ChessUSA.com TalkChess.com
Hosted by Your Move Chess & Games
 
 FAQFAQ   SearchSearch   MemberlistMemberlist   UsergroupsUsergroups   RegisterRegister 
 ProfileProfile   Log in to check your private messagesLog in to check your private messages   Log inLog in 

Houdini & Rainbow Ltd.- beta 2: TOE TO TOE!
Post new topic    TalkChess.com Forum Index -> Computer Chess Club: Tournaments and Matches Flat
View previous topic :: View next topic  
Author Message
Jesús Muñoz



Joined: 13 Jul 2011
Posts: 690
Location: Madrid, Spain.

PostPost subject: Re: Houdini & Rainbow Ltd. - beta 2: TOE TO TOE!    Posted: Wed Jul 04, 2012 10:25 am Reply to topic Reply with quote

Hello!

geots wrote:
Houdini 2.0c x64 vs Rainbow Limited- beta 2


Houdini has been able to slightly increase his lead, and at some point in time Limited- beta 2 needs to make a run at him. "Holding his own" and "playing even with him" won't get the job done now. If "Limited" wants to have any chance at all- he is going to have to soon make a run at Houdini. He can't afford to get any further behind.


Intel i5 w/4TCs
Fritz 13 gui
1CPU/64bit
128MB hash
Bases=NONE
Ponder_Learning=OFF
Perfect 12.32 book w/12-move limit

5'+5"
Match=500 games



[after 245 games]

Code:
Houdini 2.0c x64           +23    +74/-58/=113   53.50%   130.5/245
Rainbow Limited- beta 2    -23    +58/-74/=113   46.70%   114.5/245




Close enough to call this the halfway mark. Hopefully Limited- beta 2 can begin to make this a close match again. It's not out of reach yet.




Back soon-

george


Beta 2 seems is holding a little more than beta 1, although they are playing in different time controls. Here are my results regarding error bars and LOS:

Code:

LOS_and_Elo_uncertainties_calculator, ® 2012.

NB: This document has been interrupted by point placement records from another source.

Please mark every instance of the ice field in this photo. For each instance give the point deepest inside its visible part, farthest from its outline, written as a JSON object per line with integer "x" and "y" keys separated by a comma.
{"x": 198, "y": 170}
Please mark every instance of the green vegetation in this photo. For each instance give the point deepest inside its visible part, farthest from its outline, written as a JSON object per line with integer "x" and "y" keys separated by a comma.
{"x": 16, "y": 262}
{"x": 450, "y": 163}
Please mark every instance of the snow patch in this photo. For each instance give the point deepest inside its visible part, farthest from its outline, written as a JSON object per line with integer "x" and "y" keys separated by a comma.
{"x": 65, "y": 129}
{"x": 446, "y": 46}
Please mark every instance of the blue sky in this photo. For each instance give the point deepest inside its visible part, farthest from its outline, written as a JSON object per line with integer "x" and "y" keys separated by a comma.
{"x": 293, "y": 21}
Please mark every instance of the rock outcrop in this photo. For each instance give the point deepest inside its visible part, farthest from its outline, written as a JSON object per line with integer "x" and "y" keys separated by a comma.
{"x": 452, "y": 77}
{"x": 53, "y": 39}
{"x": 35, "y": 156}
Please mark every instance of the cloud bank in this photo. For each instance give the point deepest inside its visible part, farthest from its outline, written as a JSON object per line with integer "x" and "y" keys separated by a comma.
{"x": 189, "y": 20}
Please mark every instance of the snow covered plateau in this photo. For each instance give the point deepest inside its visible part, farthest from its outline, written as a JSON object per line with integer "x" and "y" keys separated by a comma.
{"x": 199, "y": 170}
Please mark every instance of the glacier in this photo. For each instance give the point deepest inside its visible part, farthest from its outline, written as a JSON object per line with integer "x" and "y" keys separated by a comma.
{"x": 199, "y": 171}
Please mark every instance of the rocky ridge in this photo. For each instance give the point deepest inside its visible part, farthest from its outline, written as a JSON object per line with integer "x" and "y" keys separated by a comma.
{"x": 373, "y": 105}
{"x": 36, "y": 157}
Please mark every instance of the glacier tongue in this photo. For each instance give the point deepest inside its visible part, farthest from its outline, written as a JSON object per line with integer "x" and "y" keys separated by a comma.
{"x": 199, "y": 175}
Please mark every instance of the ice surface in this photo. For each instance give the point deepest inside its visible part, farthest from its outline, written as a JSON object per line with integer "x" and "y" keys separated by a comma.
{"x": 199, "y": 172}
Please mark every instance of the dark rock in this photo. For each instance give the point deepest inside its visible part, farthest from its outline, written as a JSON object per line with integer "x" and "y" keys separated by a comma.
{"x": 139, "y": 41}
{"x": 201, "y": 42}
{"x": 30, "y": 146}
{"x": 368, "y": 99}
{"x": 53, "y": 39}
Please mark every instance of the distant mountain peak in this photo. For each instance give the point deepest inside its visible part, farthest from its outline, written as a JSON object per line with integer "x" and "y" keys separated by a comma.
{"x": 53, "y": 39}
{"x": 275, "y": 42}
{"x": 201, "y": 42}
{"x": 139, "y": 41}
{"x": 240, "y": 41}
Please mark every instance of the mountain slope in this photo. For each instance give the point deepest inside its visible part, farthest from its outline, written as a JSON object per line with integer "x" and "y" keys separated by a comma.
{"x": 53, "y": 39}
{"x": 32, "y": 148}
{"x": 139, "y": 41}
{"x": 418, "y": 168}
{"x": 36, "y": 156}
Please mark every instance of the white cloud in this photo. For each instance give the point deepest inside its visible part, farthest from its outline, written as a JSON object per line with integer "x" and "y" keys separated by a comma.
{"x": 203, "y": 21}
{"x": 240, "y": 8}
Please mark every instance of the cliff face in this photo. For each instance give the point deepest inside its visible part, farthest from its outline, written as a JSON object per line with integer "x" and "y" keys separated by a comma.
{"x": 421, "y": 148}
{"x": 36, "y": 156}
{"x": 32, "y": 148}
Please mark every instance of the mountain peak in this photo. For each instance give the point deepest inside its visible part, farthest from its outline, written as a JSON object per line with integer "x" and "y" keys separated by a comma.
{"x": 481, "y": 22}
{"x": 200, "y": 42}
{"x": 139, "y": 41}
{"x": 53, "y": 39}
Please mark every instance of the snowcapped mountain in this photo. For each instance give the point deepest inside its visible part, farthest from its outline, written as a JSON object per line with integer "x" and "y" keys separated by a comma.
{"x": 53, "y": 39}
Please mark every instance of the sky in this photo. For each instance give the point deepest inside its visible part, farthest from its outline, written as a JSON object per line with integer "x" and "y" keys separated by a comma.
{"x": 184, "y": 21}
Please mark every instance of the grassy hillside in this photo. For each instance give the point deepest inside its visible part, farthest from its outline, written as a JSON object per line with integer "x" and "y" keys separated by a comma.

----------------------------------------------------------------
Calculation of Elo uncertainties in a match between two engines:
----------------------------------------------------------------

(The input and output data is referred to the first engine).

Please write down non-negative integers.

Write down the number of wins:

74

Write down the number of loses:

58

Write down the number of draws:

113

Write down the clock rate of the CPU (in GHz), only for timing the elapsed time of the calculations:

3

(Only 1, 2 and 3-sigma confidence error bars are calculated, if possible).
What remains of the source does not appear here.